When she arrived at the house, though, she couldn’t find the container. She took everything out of the freezer, every tray of chicken legs and tube of Jimmy Dean sausage and box of frozen peas, laid them all in the sink, but the white tub wasn’t here. For a moment she panicked, thinking somebody had broken in, until she realized it was Terry. At the Black Angus Motel in Poteau. Using the credit card. Their credit card. She thought back to their final fight Thursday evening, Carl Albert sobbing and hiccupping in the hallway, Terry stuffing his things in a duffel bag in the kitchen, yelling at Carl to get what he wanted from his room because they were not coming back! She’d been pacing and fuming in the front room and she didn’t watch him, but of course he would have just grabbed the whole Cool Whip tub; he wouldn’t have taken time to stick it in the microwave to thaw it and retrieve only his own card. Hardly.

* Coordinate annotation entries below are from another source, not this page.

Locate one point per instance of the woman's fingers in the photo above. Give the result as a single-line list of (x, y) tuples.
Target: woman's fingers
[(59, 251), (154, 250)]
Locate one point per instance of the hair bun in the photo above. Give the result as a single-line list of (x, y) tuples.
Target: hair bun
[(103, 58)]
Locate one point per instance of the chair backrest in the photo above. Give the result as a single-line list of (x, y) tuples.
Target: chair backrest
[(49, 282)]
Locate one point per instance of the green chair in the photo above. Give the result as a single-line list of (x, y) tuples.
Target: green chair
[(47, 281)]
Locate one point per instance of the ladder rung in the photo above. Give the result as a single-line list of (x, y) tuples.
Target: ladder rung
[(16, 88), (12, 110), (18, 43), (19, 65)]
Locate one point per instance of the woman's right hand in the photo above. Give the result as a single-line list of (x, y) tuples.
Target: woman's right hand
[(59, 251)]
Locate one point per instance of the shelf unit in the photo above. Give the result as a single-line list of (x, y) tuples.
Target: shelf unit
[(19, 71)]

Now what? she thought. Now what. She sat on the wooden stool at the kitchen counter with her hand on her purse. She didn’t need to take out her check register; she knew what it said. The number would not have magically improved since she wrote their tithe check yesterday morning. But that deposit wouldn’t have been made yet, would it? She could call Brother Oren. A wave of relief swept her. Yes. She’d call the preacher as soon as it got to be a decent hour, ask him to hold on to the check till next week, and when the bank opened in Wilburton she’d go to the drive-through and get cash. It’d be broad daylight by the time the kids got on the road, but that couldn’t be helped. They couldn’t go without money. Sweet doubted they even had enough gas to make it to Fort Smith. She began to gather a few items. They would have a long wait in the truck. She unplugged Terry’s rechargeable flashlight from the pantry outlet, grabbed a bag of chips and an unopened jar of salsa, stopped by the hall closet and got down an old quilt, then snuck out to her Taurus and coasted back out of the driveway with her lights off.

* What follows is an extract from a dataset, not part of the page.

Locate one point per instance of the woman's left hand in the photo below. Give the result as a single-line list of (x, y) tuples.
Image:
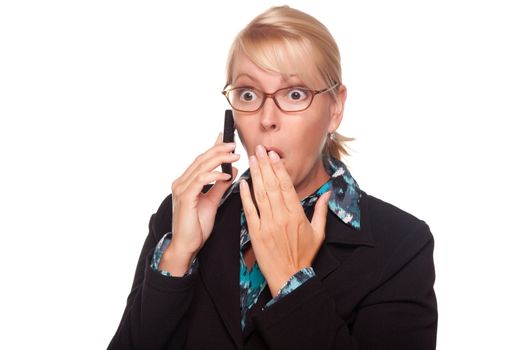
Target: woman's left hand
[(283, 239)]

As soon as she hit the gravel turnoff to the farm, she knew she’d made a mistake. In the rearview she saw not one set of headlights but two. How dumb could she be? She should have told the kids to drive on to Wister, she’d catch up with them there. They were hemmed in now—the pasture fence was all grown up with briars and those ugly little wahoo trees; Daddy hadn’t sprayed or cleared it in years. The only way out for Juanito’s truck was back here through the barnyard. Sweet pulled over close to the house, thinking maybe she could draw the reporters this direction. Her mind clicked fast, trying to come up with some kind of a story for what she was doing out here in the dark at this hour, alone.